I started to think that maybe the barbell was too long and for Christmas, my brother's fiancee gave me a new barbell, which was slightly shorter than my current one, with larger acrylic balls at the ends. So I put it in and almost immediately, my navel situation improved, woo hoo! I had it in for nearly a month when one night I looked down at my stomach and realized (Quelle horror!) that the top ball had come unscrewed in the course of the last few hours and was missing. So I searched. I looked in the bathroom, down the hall, in my room, in the living room, every concievable place it could be, but of course it could not be found. Better believe I was upset.
So I had to put in my other barbell, and while my navel didn't suck as badly as it had, there was a difference from the last barbell, the Wonder Barbell. You might ask why I didn't just buy a new one. I don't know. I don't much money and these days it seems like I am just paying off parking tickets.

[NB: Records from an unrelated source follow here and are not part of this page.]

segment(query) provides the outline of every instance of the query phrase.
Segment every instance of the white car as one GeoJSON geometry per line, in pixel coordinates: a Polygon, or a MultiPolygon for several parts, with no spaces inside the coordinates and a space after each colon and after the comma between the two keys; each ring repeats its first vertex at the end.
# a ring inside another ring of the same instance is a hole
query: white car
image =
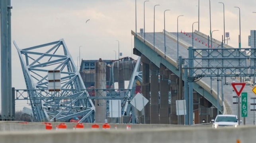
{"type": "Polygon", "coordinates": [[[223,127],[236,128],[238,125],[237,116],[235,115],[218,115],[211,121],[214,122],[213,128],[215,129],[223,127]]]}

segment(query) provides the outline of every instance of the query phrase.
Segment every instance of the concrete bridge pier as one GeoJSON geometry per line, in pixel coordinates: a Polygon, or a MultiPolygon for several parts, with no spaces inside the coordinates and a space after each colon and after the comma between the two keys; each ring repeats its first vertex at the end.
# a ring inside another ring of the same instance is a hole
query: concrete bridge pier
{"type": "Polygon", "coordinates": [[[150,69],[150,89],[151,104],[150,104],[150,124],[158,124],[159,120],[159,83],[158,74],[159,69],[151,63],[149,65],[150,69]],[[152,89],[152,90],[151,90],[152,89]]]}
{"type": "MultiPolygon", "coordinates": [[[[149,64],[150,60],[144,55],[141,55],[142,62],[142,95],[150,101],[150,81],[149,80],[149,64]]],[[[145,124],[150,124],[150,106],[148,103],[144,107],[145,115],[143,121],[145,124]]]]}
{"type": "MultiPolygon", "coordinates": [[[[182,100],[182,96],[179,95],[179,84],[178,82],[179,80],[179,77],[176,75],[172,74],[170,75],[170,94],[171,94],[171,109],[170,113],[170,124],[178,124],[179,122],[181,122],[178,119],[178,116],[176,115],[176,100],[182,100]]],[[[181,117],[180,116],[179,117],[181,117]]]]}
{"type": "Polygon", "coordinates": [[[168,84],[171,71],[160,64],[160,124],[170,124],[169,118],[168,93],[170,86],[168,84]]]}

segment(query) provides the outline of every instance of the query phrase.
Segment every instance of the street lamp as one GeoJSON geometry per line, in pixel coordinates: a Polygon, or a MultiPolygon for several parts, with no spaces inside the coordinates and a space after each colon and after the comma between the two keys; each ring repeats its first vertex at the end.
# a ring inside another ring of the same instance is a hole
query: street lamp
{"type": "Polygon", "coordinates": [[[80,47],[82,47],[82,46],[79,46],[79,65],[81,65],[80,61],[80,47]]]}
{"type": "Polygon", "coordinates": [[[192,48],[194,48],[194,28],[193,28],[193,25],[194,23],[198,23],[198,21],[197,22],[195,22],[193,24],[192,24],[192,48]]]}
{"type": "Polygon", "coordinates": [[[181,15],[178,16],[177,17],[177,59],[179,59],[179,29],[178,29],[178,25],[179,25],[179,17],[180,16],[184,16],[183,15],[181,15]]]}
{"type": "MultiPolygon", "coordinates": [[[[211,34],[211,0],[209,0],[209,5],[210,7],[210,34],[211,34]]],[[[211,35],[210,35],[211,37],[211,35]]]]}
{"type": "Polygon", "coordinates": [[[156,4],[154,6],[154,10],[156,6],[160,6],[159,4],[156,4]]]}
{"type": "Polygon", "coordinates": [[[166,46],[165,46],[165,11],[168,10],[166,10],[164,12],[164,57],[166,56],[166,46]]]}
{"type": "Polygon", "coordinates": [[[224,34],[223,34],[224,36],[224,43],[225,43],[225,11],[224,11],[224,4],[223,2],[219,2],[220,4],[223,4],[223,23],[224,23],[224,34]]]}
{"type": "Polygon", "coordinates": [[[239,9],[239,48],[241,48],[241,21],[240,19],[240,8],[237,6],[235,6],[235,8],[238,8],[239,9]]]}
{"type": "Polygon", "coordinates": [[[145,42],[145,3],[147,2],[149,2],[149,0],[145,0],[144,1],[144,42],[145,42]]]}
{"type": "Polygon", "coordinates": [[[135,33],[137,35],[137,1],[135,0],[135,33]]]}
{"type": "MultiPolygon", "coordinates": [[[[211,32],[211,35],[212,36],[213,33],[213,32],[217,31],[219,31],[219,30],[215,30],[211,32]]],[[[211,36],[211,48],[212,49],[213,48],[213,36],[211,36]]]]}
{"type": "Polygon", "coordinates": [[[76,58],[76,63],[77,64],[77,70],[78,70],[78,58],[79,57],[79,56],[78,56],[76,58]]]}
{"type": "Polygon", "coordinates": [[[116,41],[118,42],[118,60],[119,60],[120,59],[120,58],[119,57],[119,56],[120,55],[120,53],[119,52],[119,40],[116,40],[116,41]]]}
{"type": "Polygon", "coordinates": [[[198,31],[199,31],[199,0],[198,0],[198,31]]]}
{"type": "Polygon", "coordinates": [[[116,51],[115,51],[115,50],[113,50],[113,51],[114,51],[115,52],[115,59],[116,60],[116,51]]]}

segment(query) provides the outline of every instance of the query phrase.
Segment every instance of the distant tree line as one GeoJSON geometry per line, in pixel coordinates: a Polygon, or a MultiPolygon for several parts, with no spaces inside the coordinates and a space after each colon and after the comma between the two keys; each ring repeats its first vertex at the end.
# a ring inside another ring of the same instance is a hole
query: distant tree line
{"type": "MultiPolygon", "coordinates": [[[[1,114],[0,114],[1,116],[1,114]]],[[[35,119],[31,115],[22,112],[21,111],[17,111],[15,112],[15,121],[24,122],[34,122],[35,119]]]]}

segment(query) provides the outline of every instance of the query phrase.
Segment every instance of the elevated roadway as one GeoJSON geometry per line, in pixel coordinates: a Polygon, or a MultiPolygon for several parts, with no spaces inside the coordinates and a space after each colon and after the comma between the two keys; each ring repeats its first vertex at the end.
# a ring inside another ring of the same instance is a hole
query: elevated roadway
{"type": "MultiPolygon", "coordinates": [[[[135,35],[135,33],[132,31],[132,34],[135,35]]],[[[169,32],[166,31],[166,57],[164,57],[164,32],[158,32],[155,33],[155,48],[153,46],[154,33],[147,32],[145,33],[145,39],[144,40],[143,34],[137,33],[137,36],[135,36],[135,48],[141,52],[142,54],[146,56],[147,58],[155,63],[156,65],[159,63],[164,64],[170,70],[179,76],[178,71],[177,71],[177,65],[176,61],[177,57],[177,32],[169,32]]],[[[192,46],[192,32],[179,32],[179,56],[182,56],[182,58],[188,58],[188,47],[192,46]]],[[[208,36],[199,31],[195,31],[193,34],[194,48],[209,48],[209,44],[211,44],[211,39],[209,40],[208,36]],[[195,40],[196,39],[196,40],[195,40]],[[207,46],[206,46],[207,45],[207,46]]],[[[221,48],[221,42],[212,39],[212,45],[211,48],[221,48]]],[[[225,44],[223,44],[224,48],[232,48],[231,46],[225,44]]],[[[249,62],[248,63],[250,63],[249,62]]],[[[217,82],[217,77],[213,78],[212,80],[210,78],[203,77],[199,81],[195,82],[193,85],[194,90],[204,96],[213,105],[217,107],[217,99],[218,93],[218,84],[217,82]],[[199,87],[200,87],[200,88],[199,87]]],[[[233,96],[235,95],[233,89],[230,85],[233,82],[240,82],[240,78],[235,77],[226,78],[223,79],[224,81],[219,82],[219,109],[220,111],[224,114],[237,114],[237,105],[233,104],[233,96]],[[223,84],[223,98],[224,102],[222,106],[221,84],[223,84]]],[[[221,79],[221,78],[219,78],[221,79]]],[[[244,79],[241,79],[242,82],[245,82],[244,79]]],[[[246,85],[244,87],[243,92],[248,93],[248,116],[246,118],[246,124],[253,124],[254,123],[254,112],[250,111],[250,99],[251,97],[255,97],[255,95],[252,91],[252,86],[246,85]]],[[[241,118],[241,119],[242,118],[241,118]]],[[[242,123],[241,123],[242,124],[242,123]]]]}

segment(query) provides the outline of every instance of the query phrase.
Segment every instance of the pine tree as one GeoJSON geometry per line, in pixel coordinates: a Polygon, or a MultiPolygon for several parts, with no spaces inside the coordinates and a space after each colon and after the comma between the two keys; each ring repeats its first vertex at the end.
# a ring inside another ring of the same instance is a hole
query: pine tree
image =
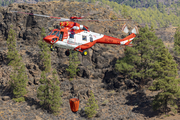
{"type": "Polygon", "coordinates": [[[41,100],[40,104],[45,108],[51,110],[55,115],[60,111],[61,91],[59,81],[57,79],[57,72],[53,71],[53,79],[46,77],[45,71],[41,74],[41,86],[38,88],[37,97],[41,100]]]}
{"type": "Polygon", "coordinates": [[[57,78],[56,70],[53,71],[53,79],[51,80],[51,91],[52,91],[52,100],[50,101],[51,110],[56,115],[60,111],[60,106],[62,104],[61,95],[62,92],[60,91],[60,82],[57,78]]]}
{"type": "MultiPolygon", "coordinates": [[[[45,29],[42,28],[41,37],[46,36],[45,29]]],[[[40,104],[45,109],[49,109],[55,115],[60,111],[61,91],[59,87],[59,81],[57,78],[57,72],[53,70],[51,73],[51,55],[48,45],[42,40],[39,41],[39,47],[41,48],[41,59],[43,60],[44,71],[41,73],[41,85],[37,91],[37,97],[41,100],[40,104]],[[53,78],[47,78],[46,73],[52,74],[53,78]]]]}
{"type": "MultiPolygon", "coordinates": [[[[12,27],[12,26],[11,26],[12,27]]],[[[18,54],[16,49],[15,31],[11,28],[8,34],[7,45],[8,45],[8,59],[10,60],[9,65],[13,67],[13,72],[10,75],[11,87],[13,89],[14,100],[17,102],[24,101],[24,95],[27,93],[27,75],[24,64],[22,64],[22,58],[18,54]]]]}
{"type": "Polygon", "coordinates": [[[155,78],[156,71],[153,68],[154,50],[163,46],[153,31],[146,26],[140,29],[140,33],[133,40],[133,47],[126,47],[125,57],[118,60],[116,70],[127,78],[139,81],[142,88],[150,78],[155,78]]]}
{"type": "Polygon", "coordinates": [[[149,88],[152,91],[160,91],[153,100],[153,109],[161,109],[167,113],[168,108],[170,108],[176,113],[176,101],[180,98],[180,79],[176,79],[177,64],[167,48],[163,47],[158,52],[159,54],[155,55],[157,61],[154,64],[158,78],[153,81],[153,86],[149,88]]]}
{"type": "Polygon", "coordinates": [[[174,51],[177,55],[180,55],[180,25],[174,35],[174,51]]]}
{"type": "Polygon", "coordinates": [[[66,70],[70,74],[70,80],[72,78],[76,77],[77,72],[79,71],[77,69],[79,63],[80,63],[80,61],[79,61],[79,58],[78,58],[78,52],[70,51],[70,55],[69,55],[69,67],[66,68],[66,70]]]}
{"type": "Polygon", "coordinates": [[[44,42],[43,37],[45,37],[45,29],[41,29],[41,40],[38,41],[38,45],[41,49],[41,60],[43,61],[43,66],[45,72],[50,72],[51,70],[51,55],[50,55],[50,49],[48,47],[48,44],[44,42]]]}
{"type": "Polygon", "coordinates": [[[127,10],[127,6],[126,6],[126,5],[123,5],[121,14],[122,14],[123,17],[125,17],[125,18],[128,16],[128,10],[127,10]]]}
{"type": "Polygon", "coordinates": [[[88,103],[86,105],[87,107],[85,107],[85,113],[88,118],[92,118],[97,113],[96,110],[99,108],[92,91],[90,92],[90,98],[88,99],[88,103]]]}

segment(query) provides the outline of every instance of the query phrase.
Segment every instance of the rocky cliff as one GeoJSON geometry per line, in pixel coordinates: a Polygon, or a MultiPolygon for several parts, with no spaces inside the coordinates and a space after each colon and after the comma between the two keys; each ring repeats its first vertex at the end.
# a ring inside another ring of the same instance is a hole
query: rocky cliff
{"type": "MultiPolygon", "coordinates": [[[[36,90],[39,86],[41,75],[41,61],[37,45],[40,39],[41,28],[44,27],[46,33],[58,27],[59,22],[49,18],[31,16],[26,14],[12,13],[11,10],[36,13],[42,15],[59,16],[69,18],[70,16],[87,15],[88,19],[113,19],[114,16],[121,18],[108,7],[78,2],[41,2],[38,4],[11,4],[0,11],[0,84],[5,87],[10,80],[11,67],[8,66],[6,39],[8,31],[13,25],[17,34],[17,49],[23,58],[28,74],[28,94],[26,102],[14,103],[12,100],[1,103],[5,111],[0,114],[2,119],[84,119],[84,106],[88,100],[89,91],[92,90],[98,100],[99,110],[95,119],[144,119],[141,112],[149,116],[150,98],[142,93],[133,93],[127,90],[128,87],[136,85],[122,75],[115,72],[114,66],[118,59],[124,56],[124,47],[117,45],[96,44],[88,49],[88,55],[78,55],[81,63],[77,79],[68,80],[66,68],[68,67],[68,57],[64,54],[65,49],[55,48],[51,52],[52,67],[58,71],[63,91],[62,111],[58,117],[52,116],[47,111],[42,111],[38,106],[36,90]],[[132,95],[130,95],[132,93],[132,95]],[[69,108],[69,98],[80,95],[80,110],[73,114],[69,108]],[[139,97],[143,97],[140,99],[139,97]],[[137,100],[131,101],[136,97],[137,100]],[[7,107],[8,106],[8,107],[7,107]],[[8,109],[7,109],[8,108],[8,109]],[[149,110],[147,111],[147,108],[149,110]],[[12,115],[9,114],[9,111],[12,115]],[[21,111],[21,112],[19,112],[21,111]],[[147,113],[146,113],[147,112],[147,113]],[[26,115],[29,113],[29,115],[26,115]],[[6,117],[5,117],[6,116],[6,117]]],[[[79,22],[86,25],[91,31],[105,35],[121,38],[125,35],[121,31],[124,22],[79,22]]],[[[135,23],[126,22],[129,28],[135,23]]],[[[1,97],[10,96],[4,89],[0,91],[1,97]]],[[[10,96],[11,97],[11,96],[10,96]]],[[[4,99],[4,97],[3,97],[4,99]]],[[[5,100],[5,99],[4,99],[5,100]]],[[[8,100],[8,98],[6,99],[8,100]]],[[[1,118],[0,118],[1,119],[1,118]]]]}

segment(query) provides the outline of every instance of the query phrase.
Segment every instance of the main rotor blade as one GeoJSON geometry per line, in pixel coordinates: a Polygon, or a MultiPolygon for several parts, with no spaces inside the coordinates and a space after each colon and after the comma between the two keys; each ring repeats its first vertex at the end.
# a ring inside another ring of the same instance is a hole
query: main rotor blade
{"type": "Polygon", "coordinates": [[[20,12],[20,11],[10,11],[10,12],[16,12],[16,13],[40,16],[40,17],[48,17],[48,18],[54,18],[54,19],[61,19],[62,21],[70,21],[70,19],[67,19],[67,18],[54,17],[54,16],[48,16],[48,15],[40,15],[40,14],[34,14],[34,13],[25,13],[25,12],[20,12]]]}
{"type": "Polygon", "coordinates": [[[75,21],[98,21],[98,22],[101,22],[101,21],[132,21],[132,20],[127,20],[127,19],[121,19],[121,20],[101,20],[101,19],[98,19],[98,20],[91,20],[91,19],[77,19],[75,21]]]}

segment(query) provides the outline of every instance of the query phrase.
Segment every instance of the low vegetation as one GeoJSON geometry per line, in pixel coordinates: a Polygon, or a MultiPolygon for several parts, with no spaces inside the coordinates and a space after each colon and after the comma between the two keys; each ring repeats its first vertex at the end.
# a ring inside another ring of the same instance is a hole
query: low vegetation
{"type": "Polygon", "coordinates": [[[67,72],[69,73],[70,80],[77,76],[77,72],[79,71],[78,64],[80,63],[78,58],[78,52],[70,51],[69,55],[69,66],[66,68],[67,72]]]}
{"type": "Polygon", "coordinates": [[[85,113],[87,114],[88,118],[94,117],[99,107],[92,91],[90,92],[90,98],[88,99],[88,103],[86,105],[87,107],[85,107],[85,113]]]}
{"type": "Polygon", "coordinates": [[[16,102],[24,101],[24,95],[27,93],[27,75],[25,70],[25,65],[22,62],[22,58],[16,49],[16,34],[11,28],[8,33],[7,45],[8,53],[7,57],[9,59],[9,65],[13,67],[13,72],[11,72],[11,87],[13,90],[14,100],[16,102]]]}

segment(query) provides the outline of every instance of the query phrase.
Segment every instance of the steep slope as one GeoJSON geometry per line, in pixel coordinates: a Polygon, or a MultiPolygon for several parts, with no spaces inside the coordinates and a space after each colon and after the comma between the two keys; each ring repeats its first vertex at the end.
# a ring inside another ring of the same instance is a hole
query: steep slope
{"type": "MultiPolygon", "coordinates": [[[[40,85],[41,75],[40,48],[37,45],[40,39],[41,28],[45,27],[46,33],[59,25],[49,18],[11,13],[10,10],[33,12],[51,16],[69,18],[74,15],[86,15],[89,19],[112,19],[114,16],[121,18],[108,8],[99,5],[78,2],[46,2],[38,4],[12,4],[0,12],[0,84],[6,87],[10,80],[11,67],[8,66],[6,39],[10,26],[17,33],[17,49],[20,52],[26,71],[28,73],[28,94],[26,102],[15,103],[12,100],[0,100],[0,119],[86,119],[84,106],[92,90],[98,100],[99,110],[95,119],[147,119],[154,117],[150,102],[152,93],[134,92],[136,85],[131,80],[125,79],[114,71],[117,59],[124,56],[124,47],[116,45],[96,44],[88,50],[88,56],[78,55],[81,63],[78,78],[68,80],[66,68],[68,57],[65,49],[56,48],[51,53],[52,66],[58,71],[63,91],[62,111],[56,117],[43,111],[39,106],[36,91],[40,85]],[[80,97],[80,110],[73,114],[69,107],[69,98],[80,97]],[[134,100],[134,98],[136,98],[134,100]]],[[[121,38],[121,27],[124,22],[79,22],[90,30],[109,36],[121,38]]],[[[135,23],[126,22],[129,28],[135,23]]],[[[11,97],[8,89],[0,89],[1,98],[11,97]],[[5,96],[5,97],[4,97],[5,96]]],[[[9,98],[8,98],[9,99],[9,98]]],[[[5,99],[4,99],[5,100],[5,99]]]]}

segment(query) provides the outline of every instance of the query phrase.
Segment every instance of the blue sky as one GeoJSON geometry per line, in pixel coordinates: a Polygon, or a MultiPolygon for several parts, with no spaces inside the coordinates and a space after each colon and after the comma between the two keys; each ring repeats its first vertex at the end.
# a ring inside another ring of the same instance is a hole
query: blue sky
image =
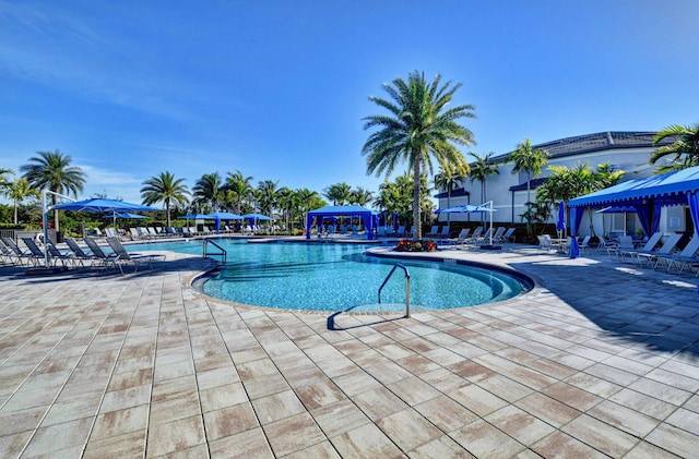
{"type": "Polygon", "coordinates": [[[0,167],[58,148],[81,198],[140,202],[165,170],[376,191],[362,119],[414,70],[463,85],[464,153],[697,123],[697,17],[696,0],[0,0],[0,167]]]}

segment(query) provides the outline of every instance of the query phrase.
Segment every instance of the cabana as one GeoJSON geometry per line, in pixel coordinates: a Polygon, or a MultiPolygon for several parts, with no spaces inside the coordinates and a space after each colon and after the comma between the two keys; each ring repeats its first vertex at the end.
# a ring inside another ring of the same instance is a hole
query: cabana
{"type": "Polygon", "coordinates": [[[310,227],[313,218],[322,221],[325,217],[359,217],[367,229],[367,239],[374,239],[374,229],[377,227],[378,212],[362,206],[325,206],[306,214],[306,239],[310,239],[310,227]]]}
{"type": "MultiPolygon", "coordinates": [[[[660,226],[660,209],[664,206],[688,205],[695,233],[699,229],[699,166],[662,176],[629,180],[568,202],[571,235],[578,233],[585,208],[629,206],[636,210],[643,232],[650,235],[660,226]]],[[[571,247],[571,257],[573,251],[571,247]]]]}

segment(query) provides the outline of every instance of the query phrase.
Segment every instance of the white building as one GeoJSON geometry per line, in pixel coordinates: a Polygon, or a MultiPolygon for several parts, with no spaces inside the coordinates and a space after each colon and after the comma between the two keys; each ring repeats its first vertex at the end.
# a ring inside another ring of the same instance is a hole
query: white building
{"type": "MultiPolygon", "coordinates": [[[[609,162],[614,170],[624,170],[626,174],[621,181],[640,179],[652,176],[657,165],[648,162],[651,152],[657,146],[653,146],[655,132],[599,132],[595,134],[579,135],[576,137],[560,138],[554,142],[533,145],[532,149],[544,148],[548,150],[548,164],[542,170],[542,174],[532,179],[531,201],[535,198],[536,188],[541,185],[546,177],[550,174],[549,166],[566,166],[571,168],[578,164],[588,164],[591,169],[597,165],[609,162]]],[[[660,145],[672,143],[665,140],[660,145]]],[[[493,161],[506,161],[510,153],[493,157],[493,161]]],[[[501,164],[499,173],[486,179],[485,192],[482,196],[481,182],[465,179],[463,186],[451,193],[441,191],[435,197],[439,201],[439,208],[447,208],[462,204],[482,204],[493,201],[493,207],[498,212],[494,214],[494,222],[498,224],[521,224],[521,215],[526,209],[526,180],[524,172],[512,173],[512,164],[501,164]]],[[[633,233],[640,228],[636,215],[629,214],[599,214],[593,209],[593,227],[595,234],[608,235],[613,232],[633,233]]],[[[588,210],[590,212],[590,210],[588,210]]],[[[685,231],[688,213],[682,206],[667,207],[663,209],[661,216],[660,230],[663,231],[685,231]]],[[[554,212],[555,222],[556,213],[554,212]]],[[[447,221],[481,221],[477,214],[439,214],[439,222],[447,221]]],[[[591,233],[589,216],[583,217],[580,227],[580,234],[591,233]]],[[[689,218],[689,221],[691,219],[689,218]]]]}

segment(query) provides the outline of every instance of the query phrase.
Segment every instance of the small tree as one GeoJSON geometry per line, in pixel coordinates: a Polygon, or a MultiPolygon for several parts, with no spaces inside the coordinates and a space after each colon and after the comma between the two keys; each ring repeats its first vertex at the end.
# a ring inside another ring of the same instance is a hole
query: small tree
{"type": "MultiPolygon", "coordinates": [[[[517,149],[510,155],[509,162],[513,162],[512,173],[526,172],[526,207],[532,205],[531,182],[532,179],[541,176],[542,169],[548,162],[548,150],[544,148],[532,149],[532,143],[529,138],[517,146],[517,149]]],[[[525,212],[523,216],[531,216],[532,213],[525,212]]],[[[531,220],[526,219],[526,232],[532,234],[531,220]]]]}

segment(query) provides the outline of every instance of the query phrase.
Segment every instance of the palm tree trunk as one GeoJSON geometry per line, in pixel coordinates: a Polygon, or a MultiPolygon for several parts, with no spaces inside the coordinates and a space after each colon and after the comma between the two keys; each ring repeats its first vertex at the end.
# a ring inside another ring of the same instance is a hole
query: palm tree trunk
{"type": "Polygon", "coordinates": [[[423,239],[423,222],[419,208],[419,155],[413,164],[413,240],[423,239]]]}
{"type": "Polygon", "coordinates": [[[167,214],[167,226],[170,226],[170,200],[165,200],[165,213],[167,214]]]}

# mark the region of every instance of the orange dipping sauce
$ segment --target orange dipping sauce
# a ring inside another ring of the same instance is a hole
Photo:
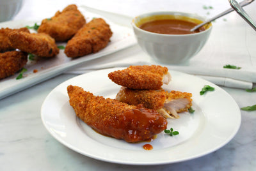
[[[183,20],[163,19],[145,22],[140,28],[152,33],[167,34],[187,34],[205,30],[205,27],[202,27],[195,31],[190,31],[196,25],[196,23]]]

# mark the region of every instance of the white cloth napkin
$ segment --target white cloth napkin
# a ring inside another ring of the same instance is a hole
[[[127,17],[125,17],[125,20],[127,20]],[[209,40],[203,49],[190,60],[189,64],[174,66],[157,63],[137,45],[90,61],[79,68],[67,72],[81,74],[109,68],[154,64],[195,75],[219,86],[252,89],[253,84],[256,83],[256,32],[243,19],[238,19],[242,22],[240,26],[232,26],[232,22],[213,23]],[[228,18],[228,20],[232,19]],[[223,68],[226,64],[241,68]]]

But I didn't have too many problems (beyond the crustie thing) until the other week. I was, er, well, in the middle of having sex and then the gentleman I was with exclaimed, "Hey, think ya lost something" and held up the top ball from the barbell. I did not feel it come out or unscrewed and I have to say, I am a little surprised that he felt it hit his side and knew where to find it. So, many thanks to him! However, I didn't feel like screwing it back on JUST that moment (You understand, right?) and held onto it until a more appropriate time. For some reason, attempting to screw it back on became the most difficult task I had ever faced. I would get into more detail and all that great stuff except, even with the anonymity of the internet, I might blush. Besides, I don't divulge too much details unless my tongue has been loosened by some Jack.
So I have decided to continue wearing the current barbell and do more salt soaks until my financial situation allows me to attempt to duplicate my former Wonder Barbell.